Ci viene insegnato a cercare un posto nel mondo e, questo posto nel mondo, è sempre legato a un’identità; invece, i grandi maestri spirituali ci dicono di non identificarci. Ma come fare?
Non era la mia storia
A questo punto ti posso solo dire la mia esperienza, diciamo che se avessi creduto alla identità della storia in cui ero nata, non avrei mai scritto libri e non farei di certo corsi di scrittura creativa. Quella storia mi voleva da tutt’altra parte a fare tutt’altra cosa, e l’ho fatto per un bel po’ di tempo ma stavo per spegnermi. Vivevo in un addormentamento costante ed ero profondamente infelice, finché ho avuto un crollo.
Durante questa sosta forzata ho cominciato a scrivere e la scrittura è stata determinante, insieme alla meditazione. Questo connubio mi ha permesso di andare oltre a tutti i condizionamenti esteriori ed interiori, tanto da riuscire a vedermi disidentificata da quella storia, nello stesso modo ho potuto vedere le persone della mia famiglia da un altro punto di vista, senza più appiccicare loro ruoli e aspettative. All’improvviso sono diventati solo individui che cercavano di fare del loro meglio con quello che avevano a disposizione, sia a livello intellettuale, sia a livello emotivo, sia a livello materiale.
A quel punto non è stato difficile sganciarmi dal peso di quella storia e, per quanto ancora adesso mi debba ricordare spesso che io non sono quella storia, posso dire con certezza assoluta che mi sono salvata la vita smettendo di essere ciò che gli altri si aspettavano da me, compreso ciò che io credevo di essere.
E posso dire in tutta onestà che la scrittura è stata per me determinante, mi ha aiutata a togliere quella maschera pezzo dopo pezzo, e sono riuscita a recuperare le forze per tornare da me perché la mancanza era diventata insopportabile.
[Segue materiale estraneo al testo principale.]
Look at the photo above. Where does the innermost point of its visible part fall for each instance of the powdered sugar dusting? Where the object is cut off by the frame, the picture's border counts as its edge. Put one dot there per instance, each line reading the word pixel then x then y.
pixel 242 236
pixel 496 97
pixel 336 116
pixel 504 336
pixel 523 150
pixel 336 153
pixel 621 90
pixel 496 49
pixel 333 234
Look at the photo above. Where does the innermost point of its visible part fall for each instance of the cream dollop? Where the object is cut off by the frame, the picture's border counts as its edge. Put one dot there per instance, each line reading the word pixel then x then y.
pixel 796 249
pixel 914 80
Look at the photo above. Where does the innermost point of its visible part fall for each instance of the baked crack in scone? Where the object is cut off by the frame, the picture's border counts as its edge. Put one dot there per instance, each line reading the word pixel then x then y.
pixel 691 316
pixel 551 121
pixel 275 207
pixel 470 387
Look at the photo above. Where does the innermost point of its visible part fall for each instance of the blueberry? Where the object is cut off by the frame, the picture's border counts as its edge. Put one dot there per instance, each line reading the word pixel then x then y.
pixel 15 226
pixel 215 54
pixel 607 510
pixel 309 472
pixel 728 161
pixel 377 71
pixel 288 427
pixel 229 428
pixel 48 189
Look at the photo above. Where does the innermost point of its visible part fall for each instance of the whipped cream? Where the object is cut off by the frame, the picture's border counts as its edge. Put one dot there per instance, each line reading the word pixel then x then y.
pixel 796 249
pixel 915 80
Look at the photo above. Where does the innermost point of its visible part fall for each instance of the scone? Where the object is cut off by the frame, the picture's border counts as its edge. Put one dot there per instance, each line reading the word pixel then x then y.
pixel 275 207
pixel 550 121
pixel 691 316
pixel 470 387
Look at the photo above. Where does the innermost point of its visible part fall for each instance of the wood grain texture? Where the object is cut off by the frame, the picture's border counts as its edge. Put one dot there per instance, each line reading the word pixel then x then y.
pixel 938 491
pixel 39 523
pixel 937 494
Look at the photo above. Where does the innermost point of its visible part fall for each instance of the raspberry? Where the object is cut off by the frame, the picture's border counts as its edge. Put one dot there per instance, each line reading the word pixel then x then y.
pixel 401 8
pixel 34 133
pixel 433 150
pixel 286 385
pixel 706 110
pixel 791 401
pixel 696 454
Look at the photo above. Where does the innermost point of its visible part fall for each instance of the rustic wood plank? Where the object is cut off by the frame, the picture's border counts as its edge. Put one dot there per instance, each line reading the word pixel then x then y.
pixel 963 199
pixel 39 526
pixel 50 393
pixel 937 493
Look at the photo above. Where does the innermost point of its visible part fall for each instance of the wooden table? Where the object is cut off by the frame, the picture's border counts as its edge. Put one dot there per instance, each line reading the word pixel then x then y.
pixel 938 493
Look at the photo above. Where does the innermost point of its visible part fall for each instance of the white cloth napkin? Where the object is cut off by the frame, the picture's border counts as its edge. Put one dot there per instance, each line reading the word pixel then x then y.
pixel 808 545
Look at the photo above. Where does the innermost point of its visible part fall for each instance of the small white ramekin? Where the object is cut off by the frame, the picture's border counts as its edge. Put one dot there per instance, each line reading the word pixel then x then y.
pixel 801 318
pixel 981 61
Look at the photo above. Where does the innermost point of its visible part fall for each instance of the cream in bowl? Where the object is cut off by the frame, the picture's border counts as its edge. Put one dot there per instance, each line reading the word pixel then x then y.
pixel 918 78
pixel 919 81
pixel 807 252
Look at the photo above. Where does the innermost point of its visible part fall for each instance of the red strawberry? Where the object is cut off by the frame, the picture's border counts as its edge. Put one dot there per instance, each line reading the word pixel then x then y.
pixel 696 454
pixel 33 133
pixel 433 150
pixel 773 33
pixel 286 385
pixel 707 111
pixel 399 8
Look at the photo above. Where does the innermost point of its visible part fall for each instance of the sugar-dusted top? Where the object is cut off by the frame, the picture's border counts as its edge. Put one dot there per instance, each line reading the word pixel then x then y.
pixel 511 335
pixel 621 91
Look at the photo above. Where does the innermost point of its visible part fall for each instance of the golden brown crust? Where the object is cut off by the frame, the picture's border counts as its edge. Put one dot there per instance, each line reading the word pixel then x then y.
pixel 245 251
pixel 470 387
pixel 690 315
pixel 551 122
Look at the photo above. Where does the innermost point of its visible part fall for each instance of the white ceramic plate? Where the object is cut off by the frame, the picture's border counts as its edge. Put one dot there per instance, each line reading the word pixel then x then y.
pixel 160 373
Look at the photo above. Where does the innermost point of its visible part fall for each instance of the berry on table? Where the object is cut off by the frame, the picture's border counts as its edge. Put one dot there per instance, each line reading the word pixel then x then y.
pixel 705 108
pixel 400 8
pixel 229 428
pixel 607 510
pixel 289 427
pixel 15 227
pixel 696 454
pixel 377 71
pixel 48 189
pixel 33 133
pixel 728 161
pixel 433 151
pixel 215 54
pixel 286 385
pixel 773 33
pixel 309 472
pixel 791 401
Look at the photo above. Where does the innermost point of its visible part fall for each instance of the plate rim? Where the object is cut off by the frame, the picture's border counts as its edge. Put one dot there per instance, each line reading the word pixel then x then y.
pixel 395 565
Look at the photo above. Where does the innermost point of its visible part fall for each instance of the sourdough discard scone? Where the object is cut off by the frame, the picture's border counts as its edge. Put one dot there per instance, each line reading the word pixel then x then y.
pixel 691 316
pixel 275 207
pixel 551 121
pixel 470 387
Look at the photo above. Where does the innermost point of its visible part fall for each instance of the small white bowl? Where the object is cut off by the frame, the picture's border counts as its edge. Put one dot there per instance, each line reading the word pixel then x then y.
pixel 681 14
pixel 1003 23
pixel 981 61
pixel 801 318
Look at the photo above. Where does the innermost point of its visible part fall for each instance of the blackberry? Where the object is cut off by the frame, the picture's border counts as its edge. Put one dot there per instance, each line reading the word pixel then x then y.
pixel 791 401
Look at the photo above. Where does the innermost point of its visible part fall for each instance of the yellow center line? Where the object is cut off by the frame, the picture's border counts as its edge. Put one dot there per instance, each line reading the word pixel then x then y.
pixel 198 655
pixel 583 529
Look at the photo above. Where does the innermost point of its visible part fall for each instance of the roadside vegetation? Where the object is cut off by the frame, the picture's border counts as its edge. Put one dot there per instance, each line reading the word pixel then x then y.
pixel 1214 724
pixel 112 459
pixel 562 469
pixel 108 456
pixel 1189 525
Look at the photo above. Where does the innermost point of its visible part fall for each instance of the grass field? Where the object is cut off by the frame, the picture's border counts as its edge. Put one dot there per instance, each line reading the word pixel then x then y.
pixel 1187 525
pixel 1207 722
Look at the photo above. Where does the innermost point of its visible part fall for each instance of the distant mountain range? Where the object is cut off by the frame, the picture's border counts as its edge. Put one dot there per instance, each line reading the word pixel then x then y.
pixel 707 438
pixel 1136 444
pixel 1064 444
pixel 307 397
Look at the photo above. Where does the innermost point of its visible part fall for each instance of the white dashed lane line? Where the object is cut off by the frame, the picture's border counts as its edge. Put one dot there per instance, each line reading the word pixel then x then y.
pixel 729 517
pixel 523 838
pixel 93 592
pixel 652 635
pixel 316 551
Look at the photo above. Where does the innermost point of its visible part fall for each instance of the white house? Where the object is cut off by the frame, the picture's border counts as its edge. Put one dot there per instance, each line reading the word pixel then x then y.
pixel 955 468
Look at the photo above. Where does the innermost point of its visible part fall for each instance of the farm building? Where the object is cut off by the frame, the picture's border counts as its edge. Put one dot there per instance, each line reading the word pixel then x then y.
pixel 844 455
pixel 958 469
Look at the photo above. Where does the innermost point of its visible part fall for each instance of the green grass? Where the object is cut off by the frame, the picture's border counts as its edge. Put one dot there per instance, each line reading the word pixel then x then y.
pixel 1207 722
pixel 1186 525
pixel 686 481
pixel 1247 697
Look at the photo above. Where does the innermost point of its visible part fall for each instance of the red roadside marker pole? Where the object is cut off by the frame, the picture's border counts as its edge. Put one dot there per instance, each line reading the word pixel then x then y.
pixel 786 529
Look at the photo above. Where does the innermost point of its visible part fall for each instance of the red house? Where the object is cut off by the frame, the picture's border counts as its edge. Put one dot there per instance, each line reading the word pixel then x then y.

Per finire ti invito a sentirti di nuovo, ad ascoltare il tuo cuore e a non credere a nessuna delle identità della tua storia. La mente è una drammaturga molto prevedibile, in fondo, mette in scena sempre la stessa commedia, lasciala fare, se non le darai retta si stancherà.
Tu intanto torna a casa, torna da te stessa.